BACKUS: Comprehensive High-Performance Research Software Engineering Approach for Simulations in Supercomputing Systems
This work addresses the problem of efficient and sustainable simulation software development for researchers in fields like physics, biology, and chemistry using high-performance computing, but it appears incremental as it combines existing techniques.
The paper tackles the challenge of developing long-lived parallel scientific codes for supercomputing systems by presenting BACKUS, a comprehensive high-performance research software engineering approach that integrates parallelism paradigms, advanced software engineering concepts, and best practices.
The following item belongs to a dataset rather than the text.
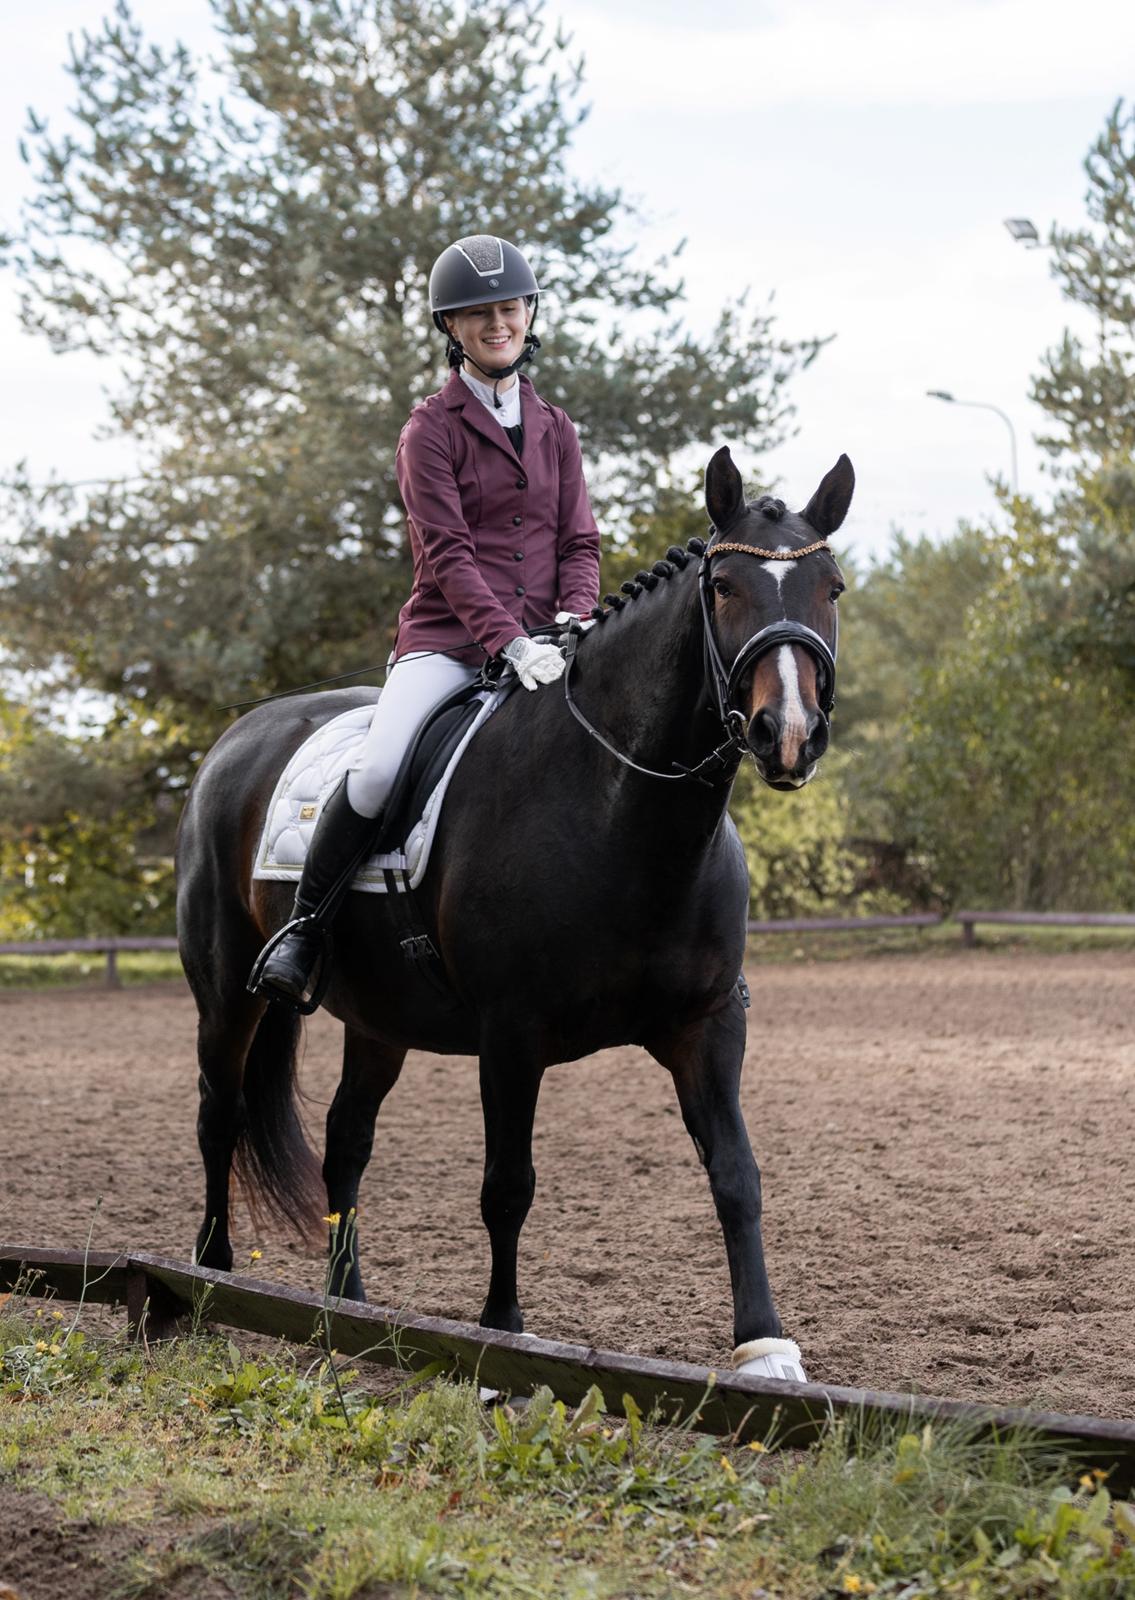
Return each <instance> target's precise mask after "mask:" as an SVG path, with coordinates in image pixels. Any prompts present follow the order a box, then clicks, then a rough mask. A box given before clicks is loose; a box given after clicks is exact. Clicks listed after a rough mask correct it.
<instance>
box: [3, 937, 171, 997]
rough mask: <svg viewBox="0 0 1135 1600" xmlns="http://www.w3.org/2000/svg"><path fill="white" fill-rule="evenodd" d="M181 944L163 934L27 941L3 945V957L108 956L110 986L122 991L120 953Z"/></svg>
mask: <svg viewBox="0 0 1135 1600" xmlns="http://www.w3.org/2000/svg"><path fill="white" fill-rule="evenodd" d="M176 949H178V941H176V939H173V938H168V936H163V934H150V936H149V938H144V939H142V938H138V939H133V938H122V939H120V938H106V939H26V941H24V942H22V944H0V955H85V954H90V955H106V986H107V989H122V978H120V976H118V950H176Z"/></svg>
High-Performance Computing (HPC) platforms enable scientific software to achieve breakthroughs in many research fields such as physics, biology, and chemistry, by employing Research Software Engineering (RSE) techniques. These include 1) novel parallelism paradigms such as Shared Memory Parallelism (with e.g. OpenMP 4.5); Distributed Memory Parallelism (with e.g. MPI 4); Hybrid Parallelism which combines them; and Heterogeneous Parallelism (for CPUs, co-processors and accelerators), 2) introducing advanced Software Engineering concepts such as Object Oriented Parallel Programming (OOPP); Parallel Unit testing; Parallel I/O Formats; Hybrid Parallel Visualization; and 3) Selecting the Best Practices in other necessary areas such as User Interface; Automatic Documentation; Version Control and Project Management. In this work we present BACKUS: Comprehensive High-Performance Research Software Engineering Approach for Simulations in Supercomputing Systems, which we found to fit best for long-lived parallel scientific codes.